*Map* - Split a problem up and distribute to workers *Reduce* - Gather and aggre...

city41 · on Sept 30, 2010

I think the article is just fine. People learn things differently. For some, a "real world" example can help drive things home.

ergo98 · on Sept 30, 2010

I suppose, but there are better ways people can spend their time. This article is rife with misspellings and typos, which essentially shows a disrespect for readers. Secondly it's 1300+ words split into 6 "chapters" to say, poorly, what can be said in two sentences. I would not recommend it, especially on a site like HN (which purports to lean towards a higher standard).

In fact as a more general rule I would say that when people try to explain something, it is lazy, almost always confusing -- and usually an indication of the writer's own ignorance -- when said explanation resorts to contrived scenarios or analogies.

It's like if the UPS shipper had to deliver an elephant and twelve penguins, one of which suffered from gastroenteritis. By driving the truck using the hybrid energy recovery system, just how much conflict-gas that was fueled by the death of thousands of soldiers would a Catholic priest yield?

raphaelb · on Sept 30, 2010

This makes sense to me than the article did and I had no prior understanding of it, though some people might also like real world examples.
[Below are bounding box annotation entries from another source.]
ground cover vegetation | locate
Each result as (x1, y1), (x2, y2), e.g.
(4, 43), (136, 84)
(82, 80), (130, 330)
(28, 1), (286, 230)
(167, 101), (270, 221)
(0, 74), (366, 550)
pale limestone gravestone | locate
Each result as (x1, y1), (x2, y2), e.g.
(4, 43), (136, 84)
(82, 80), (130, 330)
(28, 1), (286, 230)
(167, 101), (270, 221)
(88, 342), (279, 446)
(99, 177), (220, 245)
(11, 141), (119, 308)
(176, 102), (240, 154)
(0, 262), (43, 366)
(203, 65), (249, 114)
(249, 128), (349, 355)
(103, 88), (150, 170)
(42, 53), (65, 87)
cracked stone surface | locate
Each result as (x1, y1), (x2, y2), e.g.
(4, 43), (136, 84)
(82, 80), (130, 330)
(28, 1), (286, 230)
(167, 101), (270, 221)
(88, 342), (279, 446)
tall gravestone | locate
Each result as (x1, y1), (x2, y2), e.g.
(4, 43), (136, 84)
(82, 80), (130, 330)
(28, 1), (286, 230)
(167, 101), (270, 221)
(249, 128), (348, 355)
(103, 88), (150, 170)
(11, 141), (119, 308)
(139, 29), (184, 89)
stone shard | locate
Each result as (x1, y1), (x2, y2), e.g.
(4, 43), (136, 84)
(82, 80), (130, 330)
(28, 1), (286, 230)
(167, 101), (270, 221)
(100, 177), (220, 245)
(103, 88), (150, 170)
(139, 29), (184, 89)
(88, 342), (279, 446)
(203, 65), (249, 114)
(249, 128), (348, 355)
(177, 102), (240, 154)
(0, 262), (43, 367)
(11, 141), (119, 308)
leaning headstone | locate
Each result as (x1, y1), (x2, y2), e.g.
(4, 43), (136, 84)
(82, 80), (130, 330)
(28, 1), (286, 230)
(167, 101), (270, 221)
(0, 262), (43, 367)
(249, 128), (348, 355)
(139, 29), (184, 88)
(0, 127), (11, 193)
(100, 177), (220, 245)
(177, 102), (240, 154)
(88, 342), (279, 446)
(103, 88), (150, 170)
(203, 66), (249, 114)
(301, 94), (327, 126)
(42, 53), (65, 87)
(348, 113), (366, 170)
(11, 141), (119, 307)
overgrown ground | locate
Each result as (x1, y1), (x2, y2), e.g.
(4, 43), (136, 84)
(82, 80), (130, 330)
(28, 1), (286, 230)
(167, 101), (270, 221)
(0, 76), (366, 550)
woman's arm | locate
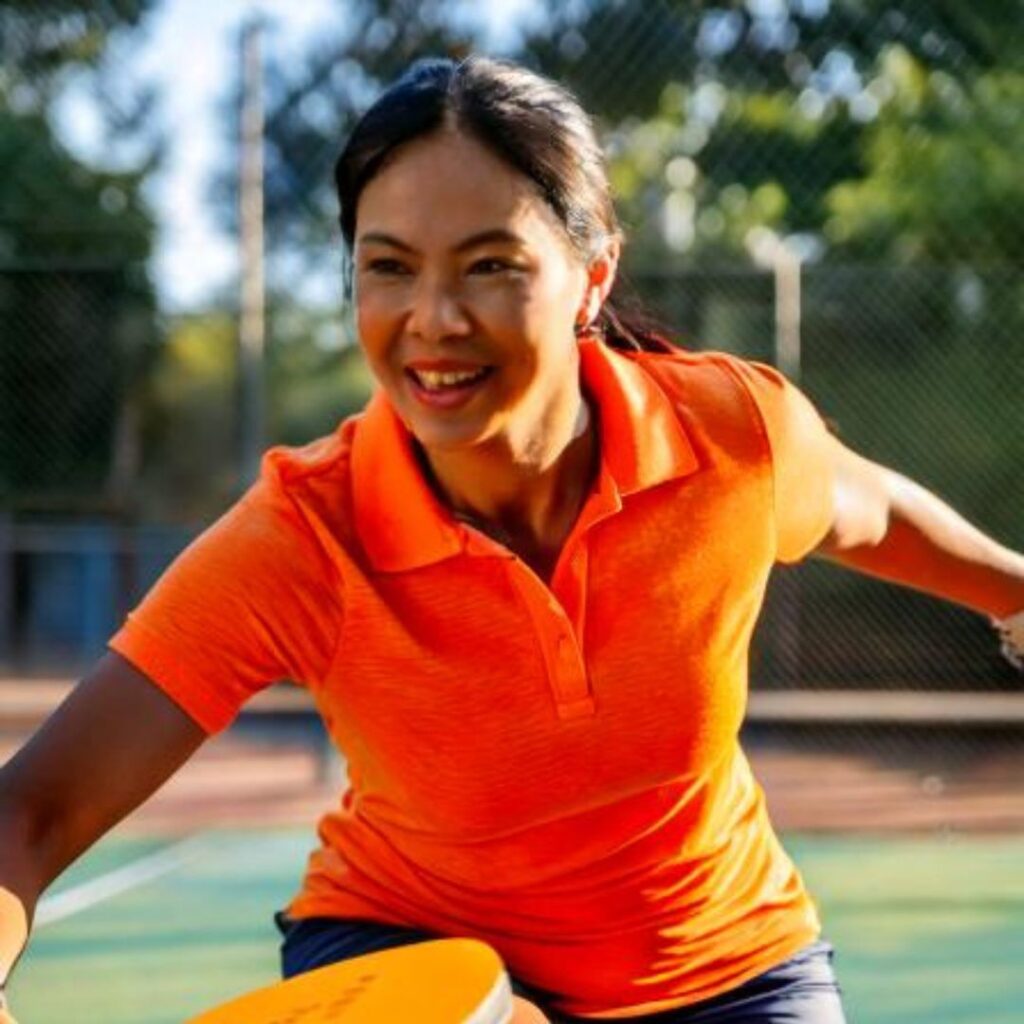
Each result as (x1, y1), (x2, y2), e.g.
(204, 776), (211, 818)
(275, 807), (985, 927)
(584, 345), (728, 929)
(0, 652), (206, 995)
(815, 441), (1024, 620)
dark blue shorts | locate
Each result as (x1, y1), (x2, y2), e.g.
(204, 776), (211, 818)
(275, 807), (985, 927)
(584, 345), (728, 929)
(274, 913), (846, 1024)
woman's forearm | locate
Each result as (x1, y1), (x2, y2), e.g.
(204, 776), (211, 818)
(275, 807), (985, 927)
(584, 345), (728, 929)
(819, 466), (1024, 618)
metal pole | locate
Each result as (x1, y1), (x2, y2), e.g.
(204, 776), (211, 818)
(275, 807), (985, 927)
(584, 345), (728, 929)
(772, 239), (801, 384)
(771, 239), (803, 686)
(239, 18), (266, 485)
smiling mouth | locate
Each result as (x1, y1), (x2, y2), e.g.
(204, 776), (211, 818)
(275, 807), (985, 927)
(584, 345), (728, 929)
(406, 367), (495, 394)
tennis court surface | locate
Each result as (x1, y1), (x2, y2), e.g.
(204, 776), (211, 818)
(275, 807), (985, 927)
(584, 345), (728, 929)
(12, 827), (1024, 1024)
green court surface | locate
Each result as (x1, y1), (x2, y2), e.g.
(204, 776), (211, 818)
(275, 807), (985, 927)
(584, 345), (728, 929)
(11, 830), (1024, 1024)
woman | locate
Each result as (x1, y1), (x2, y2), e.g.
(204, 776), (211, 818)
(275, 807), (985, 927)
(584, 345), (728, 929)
(0, 58), (1024, 1024)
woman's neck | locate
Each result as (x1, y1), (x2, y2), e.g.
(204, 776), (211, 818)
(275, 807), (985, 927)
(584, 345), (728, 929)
(417, 395), (597, 548)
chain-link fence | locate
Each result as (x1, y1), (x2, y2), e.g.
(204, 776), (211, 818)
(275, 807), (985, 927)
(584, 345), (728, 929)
(0, 0), (1024, 712)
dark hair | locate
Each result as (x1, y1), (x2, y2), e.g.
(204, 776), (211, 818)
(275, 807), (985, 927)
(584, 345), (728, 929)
(335, 56), (673, 360)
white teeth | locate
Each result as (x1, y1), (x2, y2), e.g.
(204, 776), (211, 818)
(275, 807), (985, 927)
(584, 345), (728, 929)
(414, 367), (487, 389)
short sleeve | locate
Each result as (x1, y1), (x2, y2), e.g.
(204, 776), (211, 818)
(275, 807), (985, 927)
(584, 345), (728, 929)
(109, 480), (341, 734)
(733, 360), (837, 562)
I feel like seeing the essential (as you've done) and then finding examples that are specific implementations is how I learn best.

nadam · on Sept 30, 2010

Not only is the algorithm described in the article complex for the simple task, but it is also incorrect. It has a single bottleneck: the grouper. It is interesting that I've been downmodded for providing a simpler but correct algorithm. (I don't know too much about MapReduce (almost nothing), but I like designing distributed algorithms for fun.)

jbooth · on Sept 30, 2010

He did a decent job of explaining how the different parts of the process relate to each other when it comes to the real world situation of parallelizing MR. The shuffle (grouper) actually happens per reducer in many implementations using hash-bucketed outputs from the mappers, but that's an optimization.